We were inspired to revisit that apps-as-dating topic by Chicago’s @Booth_Insider comment on a Twitter chat that we talked about awhile ago. In response to a question from a candidate about “school fit” the Booth person said that applying to/attending bschool (they didn’t specify but it works for both) “is like a marriage.”
The dating metaphor actually works quite well for this whole bschool admissions dance.
You are attracted to a pretty girl (or boy – we’re using a girl in this piece, work with us please) and you decide to get to know her (attend an info session, visit the school). You decide you want to ask her out, so you get yourself ready by putting on some nice clothes and maybe adding a dash of cologne – not too much – and combing down your hair (GMAT, GPA, essays) – and then you realize that your hair is irredeemable in its current state and no amount of gel is gonna fix it, so you go get a haircut first (rewrite your essays), and then you ask her out (submit the app). She takes a look and says, “Maybe” and decides to give you a chance (interview invite!!!). You put on your best suit and you bring roses and you open the car door for her … OK EssaySnark is going overboard now but you get the point.
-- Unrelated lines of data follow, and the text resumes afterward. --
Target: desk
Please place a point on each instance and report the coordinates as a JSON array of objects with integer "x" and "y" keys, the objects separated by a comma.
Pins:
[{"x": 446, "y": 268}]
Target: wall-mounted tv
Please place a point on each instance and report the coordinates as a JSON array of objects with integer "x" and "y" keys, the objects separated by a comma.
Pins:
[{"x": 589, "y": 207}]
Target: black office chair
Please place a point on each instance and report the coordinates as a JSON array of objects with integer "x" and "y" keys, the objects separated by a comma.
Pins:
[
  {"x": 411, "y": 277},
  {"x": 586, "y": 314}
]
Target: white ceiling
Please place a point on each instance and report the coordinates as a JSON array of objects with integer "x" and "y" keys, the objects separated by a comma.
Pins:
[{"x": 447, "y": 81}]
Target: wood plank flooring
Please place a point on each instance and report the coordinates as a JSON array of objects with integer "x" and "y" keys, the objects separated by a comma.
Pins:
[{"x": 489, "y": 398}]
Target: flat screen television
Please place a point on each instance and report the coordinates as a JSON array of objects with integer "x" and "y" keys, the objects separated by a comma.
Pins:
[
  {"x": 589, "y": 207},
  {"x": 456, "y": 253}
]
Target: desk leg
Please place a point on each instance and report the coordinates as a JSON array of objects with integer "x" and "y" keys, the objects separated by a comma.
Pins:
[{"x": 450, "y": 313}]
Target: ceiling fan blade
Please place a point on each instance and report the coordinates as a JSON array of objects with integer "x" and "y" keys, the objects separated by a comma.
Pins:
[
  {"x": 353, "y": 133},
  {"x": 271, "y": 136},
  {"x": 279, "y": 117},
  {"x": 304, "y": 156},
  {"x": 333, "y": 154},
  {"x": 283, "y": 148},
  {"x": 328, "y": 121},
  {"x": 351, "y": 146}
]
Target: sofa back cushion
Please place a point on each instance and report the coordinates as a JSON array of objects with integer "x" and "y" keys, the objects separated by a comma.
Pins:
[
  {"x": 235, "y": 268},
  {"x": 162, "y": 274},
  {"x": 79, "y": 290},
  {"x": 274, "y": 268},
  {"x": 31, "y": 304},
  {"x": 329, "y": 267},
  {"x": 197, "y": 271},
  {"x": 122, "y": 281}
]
This is a courtship. You need to be bringing your best – and you need to show what you can offer to the other side of the relationship.
The way you demonstrate who you are in application essays is by being who you are. This means answering the questions in your own words, in natural language (avoid the stilted hyperbole million-dollar words fluff that people often write – please don’t put on airs in your essays) and it means giving details.
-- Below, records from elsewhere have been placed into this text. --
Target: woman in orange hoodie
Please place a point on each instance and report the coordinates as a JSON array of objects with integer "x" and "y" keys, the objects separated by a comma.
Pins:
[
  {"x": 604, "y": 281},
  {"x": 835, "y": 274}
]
When your date asks, “What do you do?” You don’t say, “Stuff.” You explain your job in terms she can understand – without industry jargon gobbledygook – at a level of detail that is respectful and clear – not all the way down in the weeds of the mechanics of your day-to-day, just the right amount so that she gets it.
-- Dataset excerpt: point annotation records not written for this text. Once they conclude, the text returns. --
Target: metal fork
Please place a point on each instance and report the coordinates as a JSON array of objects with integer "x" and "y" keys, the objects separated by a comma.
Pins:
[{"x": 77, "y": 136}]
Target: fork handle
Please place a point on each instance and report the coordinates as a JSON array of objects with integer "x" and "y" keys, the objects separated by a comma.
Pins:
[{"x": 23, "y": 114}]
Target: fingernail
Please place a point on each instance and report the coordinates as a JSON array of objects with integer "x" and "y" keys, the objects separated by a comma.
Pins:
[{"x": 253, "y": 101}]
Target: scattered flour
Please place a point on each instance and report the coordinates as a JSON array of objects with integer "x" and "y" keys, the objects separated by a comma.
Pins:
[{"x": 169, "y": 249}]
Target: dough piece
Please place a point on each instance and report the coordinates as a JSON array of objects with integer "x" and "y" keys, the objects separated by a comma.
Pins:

You don’t brag, but you’re not afraid to share with her your excitement about your achievements. When it comes from a genuine place, it’s automatically humble, not arrogant.
You’re respectful of her time. You don’t keep her out too late, you bring her home when she requested (you don’t submit essays that are overlimit).
You wait for her to contact you for the next steps. You don’t hound her and stalk her to pressure her into seeing you again. You’re not (ahem) pushy.
You see? It’s a delicate dance. Yes, it’s exciting, and you want to just go YOWZER I’M IN LOVE WITH YOU PLEASE TAKE ME!
But you don’t. You work through the steps of the courtship with care and patience, trusting that all will work out in the end, as everything always does.
Does that help you understand ‘school fit’, Brave Supplicant?
No, it probably doesn’t. But maybe it does, if you think about it.